Şimdi, en iyi olduğum şey. Bir gösteri yapalım mı?
"Siz çok zayıfsınız!" diye bağırdım yüksek sesle, bana şişkin bakışlarla bakan çocukların gözlerine bakarak, "Peki siz ne kadar güçlüsünüz?
"Tamam, bir test daha!"
Bunu bağırdığımda eğitim odasının duvarı açıldı.
Orada, bir öncekine benzer oldukça büyük bir dinozor robot ağlayarak dışarı fırladı.
Ellerimdeki eldivenleri düzelterek sessizce ilerledim.
"Eun-wol, hazır mısın?
Sadece sana güveniyorum.
Çocukları geçtikten sonra büyük robotun önünde duruyordum.
Genişçe açtığınız ellerinizi gökyüzüne doğru kaldırın.
Bastırın ve aynı anda güçlü bir yumruk yapın.
RUMBLEEEEEEE.
Önümdeki robot ezildi ve bir kükreme ile patladı.
Sanki yumruğumu sıkmışım ve o robotu bir yetenekle parçalamışım gibi.
Ama gerçek şu ki.
"Teşekkür ederim, Eun-wol!
Duvarda bir yerlerde olan Eun-wol'a teşekkür ettim.
Tabii ki, bu Eun-wol ve benim yaptığımız bir duraktı. Yumruğumu sıktığım anda, saklanan Eun-wol benim yerime ona saldırdı ve sanki onu ben kırmışım gibi görünmesini sağladı.
Bu bir aldatma sanatı, ama... Bunu bilmelerine imkan yok.
Arkamdan gelen sıcak ve kıymığı hissettim.
Patlama yerinden geriye dönerek, birkaç dakikada deviremedikleri silahı sadece birkaç saniyede deviren ve bana boş boş bakan çocuklara baktım
Gülümseyerek, sanki ilan eder gibi söyledim.
"Şu andan itibaren, bunu yapabilecek kadar güçlü olmalısın."
Bu şekilde Stardus'a yardım edebiliriz.
Yani bunu yapmak için, tabii ki.
Çalışmamız lazım, değil mi?
Bu düşünceye şeytani bir kahkaha attım.
Şimdi, herkesin Egostic'inin iyiliği için bir korku eğitim kampı asistanı olma zamanı.
***
'...Çok güçlü.'
Lee Segum, gri saçlı çocuk... Hayır, o artık bir numara. Karşısındaki Da-in adındaki adama bakarak, farkında olmadan mırıldandı.

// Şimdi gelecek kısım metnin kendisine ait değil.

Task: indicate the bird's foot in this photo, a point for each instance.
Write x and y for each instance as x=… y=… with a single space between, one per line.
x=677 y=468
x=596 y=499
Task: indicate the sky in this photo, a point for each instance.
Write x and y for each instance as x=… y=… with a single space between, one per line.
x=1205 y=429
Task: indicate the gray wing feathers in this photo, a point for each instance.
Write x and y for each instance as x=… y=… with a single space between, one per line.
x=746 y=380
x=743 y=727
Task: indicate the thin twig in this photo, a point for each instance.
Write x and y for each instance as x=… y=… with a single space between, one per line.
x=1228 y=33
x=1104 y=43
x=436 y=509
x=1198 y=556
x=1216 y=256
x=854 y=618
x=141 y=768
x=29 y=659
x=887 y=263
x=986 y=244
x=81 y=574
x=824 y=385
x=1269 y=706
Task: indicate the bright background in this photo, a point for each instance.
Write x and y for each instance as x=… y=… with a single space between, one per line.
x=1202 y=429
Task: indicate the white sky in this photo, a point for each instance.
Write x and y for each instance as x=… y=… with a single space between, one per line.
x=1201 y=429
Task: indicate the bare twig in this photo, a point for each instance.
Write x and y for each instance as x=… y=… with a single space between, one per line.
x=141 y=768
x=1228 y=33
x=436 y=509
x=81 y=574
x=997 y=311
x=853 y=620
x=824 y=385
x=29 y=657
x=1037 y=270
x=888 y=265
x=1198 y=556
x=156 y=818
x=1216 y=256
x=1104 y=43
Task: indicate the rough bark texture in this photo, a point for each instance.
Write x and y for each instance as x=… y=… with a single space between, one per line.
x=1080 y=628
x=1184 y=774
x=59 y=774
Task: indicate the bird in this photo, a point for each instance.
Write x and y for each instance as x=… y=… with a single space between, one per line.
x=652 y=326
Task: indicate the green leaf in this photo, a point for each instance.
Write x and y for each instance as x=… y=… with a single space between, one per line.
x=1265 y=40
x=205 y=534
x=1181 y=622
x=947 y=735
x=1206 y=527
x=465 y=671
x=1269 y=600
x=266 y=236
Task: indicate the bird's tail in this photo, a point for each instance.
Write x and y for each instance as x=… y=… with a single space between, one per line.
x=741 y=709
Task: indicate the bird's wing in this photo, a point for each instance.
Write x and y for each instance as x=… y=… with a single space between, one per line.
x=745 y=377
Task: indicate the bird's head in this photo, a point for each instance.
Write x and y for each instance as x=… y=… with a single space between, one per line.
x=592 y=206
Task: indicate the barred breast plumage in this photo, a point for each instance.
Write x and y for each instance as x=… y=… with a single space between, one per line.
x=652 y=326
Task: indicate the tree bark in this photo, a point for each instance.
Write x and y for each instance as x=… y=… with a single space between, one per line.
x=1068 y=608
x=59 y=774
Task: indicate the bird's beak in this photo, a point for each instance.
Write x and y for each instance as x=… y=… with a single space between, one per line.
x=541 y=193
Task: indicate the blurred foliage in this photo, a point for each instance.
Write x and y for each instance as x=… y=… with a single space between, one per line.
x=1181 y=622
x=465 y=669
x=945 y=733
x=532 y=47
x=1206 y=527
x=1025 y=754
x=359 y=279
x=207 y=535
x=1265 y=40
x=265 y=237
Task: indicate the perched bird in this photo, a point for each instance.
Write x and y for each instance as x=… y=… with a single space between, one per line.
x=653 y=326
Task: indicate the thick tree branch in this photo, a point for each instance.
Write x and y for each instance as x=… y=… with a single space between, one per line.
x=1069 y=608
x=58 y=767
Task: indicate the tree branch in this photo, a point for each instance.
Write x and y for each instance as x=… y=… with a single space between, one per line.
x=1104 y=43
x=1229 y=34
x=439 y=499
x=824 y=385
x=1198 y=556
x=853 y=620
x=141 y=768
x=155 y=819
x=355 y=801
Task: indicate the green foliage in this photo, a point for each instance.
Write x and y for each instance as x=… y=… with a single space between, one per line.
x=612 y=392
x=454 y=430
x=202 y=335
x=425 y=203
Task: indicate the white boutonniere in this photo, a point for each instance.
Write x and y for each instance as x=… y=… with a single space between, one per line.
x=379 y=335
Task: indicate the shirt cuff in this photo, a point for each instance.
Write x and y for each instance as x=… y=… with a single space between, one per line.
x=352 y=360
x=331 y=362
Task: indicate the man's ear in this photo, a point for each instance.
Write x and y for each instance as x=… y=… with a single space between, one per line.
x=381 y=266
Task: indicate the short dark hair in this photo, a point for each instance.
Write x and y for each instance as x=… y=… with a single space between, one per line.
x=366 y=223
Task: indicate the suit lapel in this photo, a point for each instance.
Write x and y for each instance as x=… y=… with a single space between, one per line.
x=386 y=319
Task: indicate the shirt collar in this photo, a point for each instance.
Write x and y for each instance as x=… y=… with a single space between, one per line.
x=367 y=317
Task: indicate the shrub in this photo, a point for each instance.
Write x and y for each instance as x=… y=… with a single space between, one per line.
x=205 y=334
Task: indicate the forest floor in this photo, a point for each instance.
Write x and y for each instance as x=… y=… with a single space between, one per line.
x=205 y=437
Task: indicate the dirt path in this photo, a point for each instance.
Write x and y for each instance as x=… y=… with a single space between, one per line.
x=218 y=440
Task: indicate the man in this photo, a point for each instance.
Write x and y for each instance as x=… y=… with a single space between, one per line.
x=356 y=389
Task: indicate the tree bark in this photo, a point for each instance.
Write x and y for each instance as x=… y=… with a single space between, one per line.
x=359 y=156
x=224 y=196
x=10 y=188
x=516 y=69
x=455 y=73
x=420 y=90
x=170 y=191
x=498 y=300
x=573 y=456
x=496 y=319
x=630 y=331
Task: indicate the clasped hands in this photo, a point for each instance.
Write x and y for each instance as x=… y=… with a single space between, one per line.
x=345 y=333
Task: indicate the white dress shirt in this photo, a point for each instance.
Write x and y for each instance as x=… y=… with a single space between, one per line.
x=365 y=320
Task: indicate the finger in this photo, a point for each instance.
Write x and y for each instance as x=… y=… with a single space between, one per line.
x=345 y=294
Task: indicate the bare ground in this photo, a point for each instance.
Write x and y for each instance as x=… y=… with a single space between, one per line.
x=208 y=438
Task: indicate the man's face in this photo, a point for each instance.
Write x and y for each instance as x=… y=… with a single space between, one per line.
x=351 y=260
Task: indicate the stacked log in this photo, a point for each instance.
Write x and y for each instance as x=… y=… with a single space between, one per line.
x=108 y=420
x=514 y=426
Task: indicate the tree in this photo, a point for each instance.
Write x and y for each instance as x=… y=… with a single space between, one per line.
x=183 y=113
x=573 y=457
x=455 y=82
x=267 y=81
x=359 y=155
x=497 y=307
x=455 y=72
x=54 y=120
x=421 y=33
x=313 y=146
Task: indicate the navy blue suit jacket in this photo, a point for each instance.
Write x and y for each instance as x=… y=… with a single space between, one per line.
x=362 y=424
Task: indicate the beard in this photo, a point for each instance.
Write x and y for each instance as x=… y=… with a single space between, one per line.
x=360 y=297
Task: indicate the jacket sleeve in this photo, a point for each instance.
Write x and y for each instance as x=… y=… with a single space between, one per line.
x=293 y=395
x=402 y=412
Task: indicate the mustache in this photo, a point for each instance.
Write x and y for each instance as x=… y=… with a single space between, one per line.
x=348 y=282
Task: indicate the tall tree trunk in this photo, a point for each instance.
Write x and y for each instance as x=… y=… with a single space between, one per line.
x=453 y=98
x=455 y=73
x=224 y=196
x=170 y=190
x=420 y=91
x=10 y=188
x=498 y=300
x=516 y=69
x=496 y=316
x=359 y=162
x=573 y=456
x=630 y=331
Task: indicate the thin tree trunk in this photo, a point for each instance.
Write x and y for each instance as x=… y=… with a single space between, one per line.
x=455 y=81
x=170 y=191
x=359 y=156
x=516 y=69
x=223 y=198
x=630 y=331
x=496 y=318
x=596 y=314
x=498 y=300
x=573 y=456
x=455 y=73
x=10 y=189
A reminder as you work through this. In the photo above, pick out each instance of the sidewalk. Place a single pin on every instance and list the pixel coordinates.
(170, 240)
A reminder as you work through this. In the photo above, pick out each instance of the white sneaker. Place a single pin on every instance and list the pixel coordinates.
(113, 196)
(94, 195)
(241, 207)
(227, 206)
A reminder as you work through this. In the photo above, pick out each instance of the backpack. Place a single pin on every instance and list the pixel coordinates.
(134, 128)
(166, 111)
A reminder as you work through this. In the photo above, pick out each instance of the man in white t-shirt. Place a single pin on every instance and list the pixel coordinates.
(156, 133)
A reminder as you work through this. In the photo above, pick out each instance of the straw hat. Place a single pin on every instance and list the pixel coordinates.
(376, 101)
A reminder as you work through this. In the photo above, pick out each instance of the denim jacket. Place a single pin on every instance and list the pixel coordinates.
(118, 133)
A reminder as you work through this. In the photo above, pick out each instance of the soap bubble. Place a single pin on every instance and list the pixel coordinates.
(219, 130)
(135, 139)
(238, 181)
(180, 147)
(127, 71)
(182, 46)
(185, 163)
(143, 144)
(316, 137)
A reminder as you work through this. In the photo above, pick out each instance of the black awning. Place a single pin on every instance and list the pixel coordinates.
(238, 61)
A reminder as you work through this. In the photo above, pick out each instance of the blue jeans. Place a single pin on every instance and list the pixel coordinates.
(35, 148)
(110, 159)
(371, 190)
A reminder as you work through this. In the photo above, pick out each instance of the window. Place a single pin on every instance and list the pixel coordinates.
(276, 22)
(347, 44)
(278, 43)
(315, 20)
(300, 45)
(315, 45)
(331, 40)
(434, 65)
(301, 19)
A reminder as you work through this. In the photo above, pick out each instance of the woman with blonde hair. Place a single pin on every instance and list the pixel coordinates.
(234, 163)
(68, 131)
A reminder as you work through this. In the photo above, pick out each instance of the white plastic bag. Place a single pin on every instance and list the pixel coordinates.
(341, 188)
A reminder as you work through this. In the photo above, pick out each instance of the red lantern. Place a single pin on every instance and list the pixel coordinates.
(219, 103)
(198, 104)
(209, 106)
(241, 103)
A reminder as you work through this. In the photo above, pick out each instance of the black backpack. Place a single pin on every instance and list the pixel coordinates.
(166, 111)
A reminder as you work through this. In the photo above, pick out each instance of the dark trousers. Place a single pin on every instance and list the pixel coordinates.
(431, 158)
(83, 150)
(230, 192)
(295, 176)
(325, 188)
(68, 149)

Diğerleri bilmeyebilirdi ama o hassas olduğu için bunu hissedebiliyordu. Yumruğunu sıktığı anda, enerji silahın ortasında yoğunlaştı ve patladı. Da-in bile onun yeteneğini kasten kısıtlamıştı.
...Aslında bu Baek Eun-wol'un yeteneğiydi ama o bunu pek bilmiyordu.
'...Bizim organizasyonumuzdakilerden daha güçlü.
Böyle düşünerek kılıcını tuttu.
Onu takip etmeye çalışırsa, onun kadar güçlü olabilecek mi? O zaman. Geçmişten kalan bu duyguyu durdurabilir miyiz?
No.1 böyle bir söz verdi ve kılıcını tutan eline güç verdi. Evet, burada deneyelim. Ve sonra, organizasyonu yok edecek
...Gelecekte düşündüğünden daha fazla çalışmak zorunda kalacağını tahmin etmemişti.